I am looking for somewhere to buy some leash hardware. A friend has offered to make me a few things I need. I generally need smaller hardware than on GSD gear.

One thing I am specifically looking for is the kind of scissor snap thingy that can be seen on this leash:
http://www.gundogsupply.com/stridebyside2.html

It is great because it is easy to clip on and off with heavy mitts or gloves on and snow does not seem to gum it up. I just lost a leash that had this kind of clip and I miss it.

Any ideas?


----------



## Bob Scott (Mar 30, 2006)

I've used those in the past for making terrier tie outs. If I recall correctly I purchased them at Home Depot.


----------



## susan tuck (Mar 28, 2006)

As Bob suggested, you should be able to find them at Home Depot, or other hardware stores in your area. You can order them from different places. I googled and came up with this place for example:
http://www.strapworks.com/Metal_Hardware_s/81.htm

I know that years ago someone I know had one of these scissor snaps come apart while on her dog, and I remember hearing others say it happened to them too, so I stick to the regular snaps.


----------



## Jennifer Coulter (Sep 18, 2007)

susan tuck said:


> As Bob suggested, you should be able to find them at Home Depot, or other hardware stores in your area. You can order them from different places. I googled and came up with this place for example:
> http://www.strapworks.com/Metal_Hardware_s/81.htm
> 
> I know that years ago someone I know had one of these scissor snaps come apart while on her dog, and I remember hearing others say it happened to them too, so I stick to the regular snaps.
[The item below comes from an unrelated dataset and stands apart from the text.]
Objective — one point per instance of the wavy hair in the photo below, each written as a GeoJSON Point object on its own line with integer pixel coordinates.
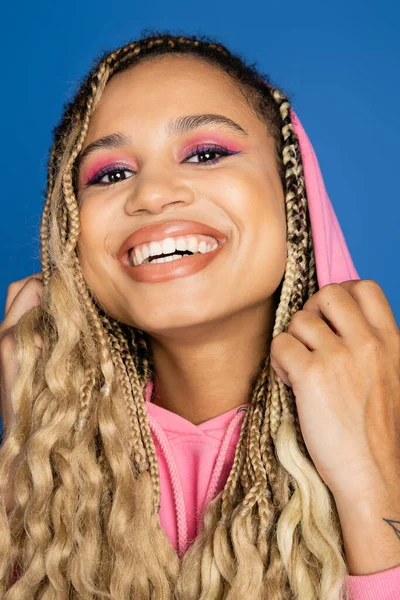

I just found that same site! I could not find what I was looking for online at Home Depot, but I will go in and check a bunch of hardware stores when I am in "the big city" sometime. 

I think that not all scissor snaps are created equal I am afraid. I have seen a cheap one come apart as well. The brass one I had on my last leash like the one I posted was really quality. 

Wasn't sure if I was missing some doggy supply place that had all sorts of options of ideal quality for dog leashes.


----------



## Carol Boche (May 13, 2007)

I paid $7 for heavy duty brass ones about the size you are looking for, just to lock the kennel gates and three of them broke from the dogs jumping at the gates when excited about feeding (while I am preparing, they all try to be best to get fed first) or when other dogs are out.


----------



## Mike Schoonbrood (Mar 27, 2006)

Home depot has them, they just dont show up oniine. They usually have a big selection of various size and lengths of snaps.

I have ordered from strapworks before. Good stuff, but no different in quality to what home depot offers... cheaper though if you need more than a handful.


----------



## Geoff Empey (Jan 8, 2008)

I bought the exact same snap from these guys Jennifer. I think for under $1.75. There is a store in Vancouver for local pickup. 

http://www.greenhawk.net/cgi-local/...ps.html?L+scstore+cwzh1148fffb58fb+1207756540

Oh another thing you should check out the French Scissor Snap .. These look even better than the other ones. http://www.things4yourdog.com/product/407015SD they may suit your needs better.


----------



## leslie cassian (Jun 3, 2007)

Geoff already suggested Greenhawk, which is a great horse supply place and I second the suggestion for any equestrian/horse supplier. Lots of fun stuff that can be used with dogs. 

Two of my leashes are western style reins with snaps at the ends.


----------



## Chris Michalek (Feb 13, 2008)

look up Tandy Leather supply. They will have everything you need.


edit to add link

http://www.tandyleatherfactory.com/Locations.asp


----------



## Mike Schoonbrood (Mar 27, 2006)

I've also bought from the Tandy leather place. Some stuff is expensive but they have all that stuff in stock locally if you have one near you.


----------



## Anne Vaini (Mar 15, 2007)

I highly recommend strapworks.com! Good prices, great service - no minimum order!


----------



## Kris Finison (Nov 26, 2007)

Chris Michalek said:


> look up Tandy Leather supply. They will have everything you need.
> 
> 
> edit to add link
> ...


I get all my stuff here too.


----------



## Jennifer Coulter (Sep 18, 2007)

Thanks all.

I have the strapworks site saved, and I am headed to the big city soon and have located a tandyleather and there is a Home Depot there too so I should be sorted one way or another!


----------